The UK government is currently considering expanding a trial that was started in May 2016 by the Department for Work and Pensions, to make social welfare payments using distributed ledger technology (DLT) through a platform by GovCoin Limited, now called DISC Holdings Limited. Claimants use an app which offers them a secure and effective way to receive, spend, and record benefit payments for financial management purposes.
After the trial started, issues arose with how claimant data would be handled, sparking controversy among members of Parliament. However, in an effort to ease concerns, Conservative peer Lord Henley, the parliamentary Under-Secretary for the DWP, recently stated that the government will not have access to claimant data and will not dictate where benefits are spent.

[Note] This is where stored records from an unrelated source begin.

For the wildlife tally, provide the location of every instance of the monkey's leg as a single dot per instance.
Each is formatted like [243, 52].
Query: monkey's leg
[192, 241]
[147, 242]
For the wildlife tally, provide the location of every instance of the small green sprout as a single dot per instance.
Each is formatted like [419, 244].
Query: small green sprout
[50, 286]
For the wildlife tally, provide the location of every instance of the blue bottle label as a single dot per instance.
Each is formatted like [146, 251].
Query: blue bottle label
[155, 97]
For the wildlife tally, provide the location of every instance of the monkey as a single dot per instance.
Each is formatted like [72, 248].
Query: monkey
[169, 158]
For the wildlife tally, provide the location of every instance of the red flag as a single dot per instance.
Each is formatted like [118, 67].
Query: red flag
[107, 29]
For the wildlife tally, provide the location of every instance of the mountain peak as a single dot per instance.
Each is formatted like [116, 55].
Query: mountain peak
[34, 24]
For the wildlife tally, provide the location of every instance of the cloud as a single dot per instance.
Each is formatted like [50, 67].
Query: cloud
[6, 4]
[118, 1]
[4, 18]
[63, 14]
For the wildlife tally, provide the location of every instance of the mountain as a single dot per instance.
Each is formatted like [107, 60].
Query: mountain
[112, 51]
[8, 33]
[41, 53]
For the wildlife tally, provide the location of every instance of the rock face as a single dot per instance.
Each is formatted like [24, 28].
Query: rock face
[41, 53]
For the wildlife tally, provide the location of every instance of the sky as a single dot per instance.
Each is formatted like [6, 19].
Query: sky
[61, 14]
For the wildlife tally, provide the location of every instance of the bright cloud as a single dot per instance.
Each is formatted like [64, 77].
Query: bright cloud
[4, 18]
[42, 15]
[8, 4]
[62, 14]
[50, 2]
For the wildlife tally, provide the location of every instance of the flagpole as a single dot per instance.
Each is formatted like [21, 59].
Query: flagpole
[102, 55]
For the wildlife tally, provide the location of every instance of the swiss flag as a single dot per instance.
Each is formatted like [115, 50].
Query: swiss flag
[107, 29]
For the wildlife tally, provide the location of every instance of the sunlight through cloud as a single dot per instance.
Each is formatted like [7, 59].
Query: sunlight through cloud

“[We] will have no access to it in any further trials we look at. We want to continue to keep it like that,” Lord Henley said. “Obviously, information will be [available] to Disc—which is GovCoin, referred to in the Question—but that will be protected by data protection principles.”
According to Henley, although claimants who participated in the limited trial found the product “very useful,” the government “[has] not yet decided to move on to a fuller and larger trial” and will not move onto the next step in the process until “appropriate checks and balances” are in effect.
Parliamentarian Chris Holmes expressed some concerns about expanding the trial. Although he acknowledged that blockchain “provides an opportunity for the individual to have far more control and empowerment through the data and information,” he feels that the government needs a “clear, well thought through and evidenced pathway for moving from pilot to scale.”